The United States has routed the Japanese Navy in a major three-day battle over a remote US naval and air base at Midway Island in the Pacific Ocean.
The victory has dealt a severe blow to Japan’s ambitions to advance right across the Pacific towards the US coast.
The tiny island, 1,000 miles north-west of Hawaii, was targeted as a potential launching pad for the Japanese advance.
The Japanese attacked in the early hours of 4 June with heavy air raids on the military base.
The US responded with a decisive counter-attack, using the US Pacific Fleet, army bombers and the marines. The Japanese were clearly taken by surprise by the scale of the American defence.
The battle was fought almost exclusively from aircraft carriers – only the second time this kind of fighting has been attempted.
The first was just a month ago, in the Battle of the Coral Sea, when the United States thwarted Japanese plans to invade Australia.
In that battle, the victory was not so decisive, and the United States lost one of its aircraft carriers, the USS Lexington.
Reporting on the end of the battle for Midway Island, the Commander-in Chief of the US Pacific Fleet, Admiral Chester Nimitz, said at least two enemy aircraft carriers had been completely destroyed, with all their aircraft, and at least two more seriously damaged.
Ten Japanese warships were also sunk or damaged.

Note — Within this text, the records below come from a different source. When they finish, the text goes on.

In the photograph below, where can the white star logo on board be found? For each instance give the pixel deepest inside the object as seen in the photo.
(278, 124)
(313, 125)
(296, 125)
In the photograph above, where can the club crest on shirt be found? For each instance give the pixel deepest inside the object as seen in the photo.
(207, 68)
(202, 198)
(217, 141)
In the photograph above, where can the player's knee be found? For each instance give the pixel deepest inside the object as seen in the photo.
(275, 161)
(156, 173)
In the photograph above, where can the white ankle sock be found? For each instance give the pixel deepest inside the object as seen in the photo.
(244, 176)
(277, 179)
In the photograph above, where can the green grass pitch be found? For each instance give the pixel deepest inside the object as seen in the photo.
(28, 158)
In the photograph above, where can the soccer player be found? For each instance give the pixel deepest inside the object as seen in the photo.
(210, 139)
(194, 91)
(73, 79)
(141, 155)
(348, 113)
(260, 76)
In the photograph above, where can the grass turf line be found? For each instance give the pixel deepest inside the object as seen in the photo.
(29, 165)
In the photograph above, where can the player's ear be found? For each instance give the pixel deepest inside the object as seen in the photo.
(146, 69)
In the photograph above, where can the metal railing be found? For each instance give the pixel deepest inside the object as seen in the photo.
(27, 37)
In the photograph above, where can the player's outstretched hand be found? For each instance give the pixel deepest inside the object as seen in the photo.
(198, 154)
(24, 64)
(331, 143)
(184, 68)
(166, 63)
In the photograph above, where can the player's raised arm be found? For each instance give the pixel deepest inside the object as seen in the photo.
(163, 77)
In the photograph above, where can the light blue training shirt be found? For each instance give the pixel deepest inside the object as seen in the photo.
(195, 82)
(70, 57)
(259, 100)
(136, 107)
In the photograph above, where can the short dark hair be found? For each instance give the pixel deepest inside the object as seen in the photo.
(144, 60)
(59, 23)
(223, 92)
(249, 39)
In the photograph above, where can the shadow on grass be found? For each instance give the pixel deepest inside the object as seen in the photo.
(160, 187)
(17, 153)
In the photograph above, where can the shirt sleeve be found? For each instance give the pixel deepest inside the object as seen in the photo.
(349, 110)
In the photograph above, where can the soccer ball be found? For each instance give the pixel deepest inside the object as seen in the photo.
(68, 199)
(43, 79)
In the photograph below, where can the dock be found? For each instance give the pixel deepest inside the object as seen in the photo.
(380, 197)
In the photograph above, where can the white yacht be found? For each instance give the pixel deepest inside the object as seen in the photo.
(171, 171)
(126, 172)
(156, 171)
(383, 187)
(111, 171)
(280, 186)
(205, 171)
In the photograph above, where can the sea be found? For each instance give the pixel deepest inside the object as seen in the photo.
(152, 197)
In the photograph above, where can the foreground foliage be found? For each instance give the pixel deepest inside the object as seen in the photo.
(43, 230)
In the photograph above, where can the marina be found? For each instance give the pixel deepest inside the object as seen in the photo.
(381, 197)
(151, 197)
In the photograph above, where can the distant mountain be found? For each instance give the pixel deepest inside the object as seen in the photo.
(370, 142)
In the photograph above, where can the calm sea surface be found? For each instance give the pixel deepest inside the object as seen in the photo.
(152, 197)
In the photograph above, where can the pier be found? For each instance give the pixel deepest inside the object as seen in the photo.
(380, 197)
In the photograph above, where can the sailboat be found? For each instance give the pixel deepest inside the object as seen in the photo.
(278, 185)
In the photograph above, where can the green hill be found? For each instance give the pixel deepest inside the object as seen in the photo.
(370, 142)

By contrast, on the American side losses were relatively small. One American carrier was hit and some aeroplanes were lost.
Fighting is still continuing in the area, but although Admiral Nimitz stopped short of claiming the Japanese were defeated, he said, “a momentous victory is in the making.”
He went on, “Pearl Harbor has now been partially avenged. Vengeance will not be complete until Japanese sea-power has been reduced to impotence. We have made substantial progress in that direction.”
Meanwhile, fighting is continuing around the US naval base of Dutch Harbor, in Alaska. The Japanese are known to have landed on some of the westernmost Aleutian Islands, and bombed the harbour on 3 June.
No news has been received from the area since then.
Courtesy BBC News
The Japanese had invaded two Aleutian islands, Attu and Kiska, and attacked Dutch Harbor as a diversionary ploy to draw US forces away from the key battle at Midway.
But the US had broken Japanese military codes, and knew about the secret strategy – thus denying Japan an easy victory at Midway.
The loss of four aircraft carriers was more than the Japanese Navy could endure, and the battle proved a turning point in the Pacific War.
Six months to the day since the Japanese bombed the US Naval base at Pearl Harbor, they were placed on the defensive for the first time.
Slowly, the Americans drove them back, and eventually US forces occupied the major Japanese-held islands of Iwo Jima and Okinawa.
The Japanese were finally forced to surrender on 15 August 1945 after the United States dropped two atomic bombs on Hiroshima and Nagasaki.
Japan remained under US occupation for seven years, and there is a large and controversial US military base on Okinawa to this day.